We apologize for ambiguities that may have made it difficult to readSection 4. To clarify:

* 'We propose... space basis': We propose to use the first moment and the eigenvectors of the whitened second moment to estimate a basis of the feature space. This is similar to the technique used in STA/STC analysis, except that in our case Y need not be positive integers. The remainder of the section discusses why the eigenvectors of the whitened covariance span the feature space.

* 'span precisely the same space': Our argument is that the moment-based estimators derived earlier all arise from estimates of the quantity E[YXX^T]. Critically, however, Y was previously assumed to arise from a quadratic nonlinearity, whereas the nonlinearity f in Section 4 is allowed to be arbitrary. We have mistakenly wrote y = f(beta^T x), but it should have been "Y has mean f(beta^T x) and finite variance" which includes the Gaussian and Poisson noise cases. In fact, this argument is more general than necessary for the GQM family. The response-weighted mean and covariance are ("asymptotic") sufficient statistics. This has not to our knowledge been pointed out in the literature. We will clarify this.

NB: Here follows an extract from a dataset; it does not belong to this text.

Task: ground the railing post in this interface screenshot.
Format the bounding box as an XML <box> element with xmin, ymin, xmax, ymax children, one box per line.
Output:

* 'Should the moment-based method used instead of the GQM or as part of the GQM?': Moment-based methods are one means by which the GQM parameters may be estimated, via the expected log likelihood (ELL). In fact, we use the moment-based methods to initialize the ML fit for the GQM for Fig 5 (see also response to Reviewer 6).

Reviewer 6:

Reviewer 6 is correct in that the expected log-likelihood trick doesn't apply to the spike-history dependent filters, since we do not control the spike history and do not have an analytic description of the distribution. We would like to clarify that we consider these two aspects to be separate contributions: (1) ELL for a GQM without spike-history (offering novel moment-based formulas that confer a massive speedup over exact ML); (2) incorporating quadratic spike history into a GQM-style model. To the best of our knowledge, both contributions are novel. ELL-GQM (without spike-history) was used only as an initialization for the ML estimate of the GQM model (with spike history) shown in Fig 5. We apologize for not being more clear. In our experience, adding spike history changes the temporal shape of the filters, but leaves the spatial weighting more or less intact, thereby providing a substantial speedup when optimizing the model with spike history.